No, non è lo stesso. L’obesità è una condizione medica, definita da un accumulo di grasso corporeo che supera certi livelli e comporta rischi per la salute. Essere leggermente sovrappeso non comporta gli stessi rischi dell’obesità, soprattutto se il grasso di distribuisce in modo meno dannoso.
Conclusioni

In conclusione, l’obesità con i suoi vari tipi è una sfida importante per la salute di tutti, anche a livello pubblico in Italia. Abbiamo visto alcune regioni del Sud come la Sicilia, non hanno dei risultati rassicuranti. Comprendere i vari tipi di obesità, come l’obesità viscerale e quella periferica, è fondamentale per riconoscere i rischi specifici associati a ciascun tipo. La prevenzione rimane la strategia migliore, soprattutto attraverso l’adozione di uno stile di vita sano, un’alimentazione equilibrata e attività fisica regolare.

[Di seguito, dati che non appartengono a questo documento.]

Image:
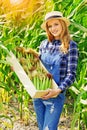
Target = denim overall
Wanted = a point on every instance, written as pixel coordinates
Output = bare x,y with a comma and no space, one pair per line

Oltre alla salute fisica, è essenziale considerare anche l’impatto psicologico dell’obesità, che può portare a problemi di autostima e benessere mentale. Affrontare l’obesità richiede, dunque, un approccio olistico. Significa che dovrebbe includere oltre al supporto medico, quello psicologico e nutrizionale. Infine, i genitori dovrebbero abituare i propri figli ad adottare abitudini salutari fin da subito. Abituandosi a stare bene, continueranno a farlo per tutta la vita e a lungo termine. Per chi non è più giovane, vale lo stesso concetto. Sapere come prevenire l’obesità può fare la differenza nel miglioramento della qualità della vita. Se hai dubbi sul tuo peso e sulla tua salute, consulta un professionista per un piano di prevenzione o trattamento personalizzato.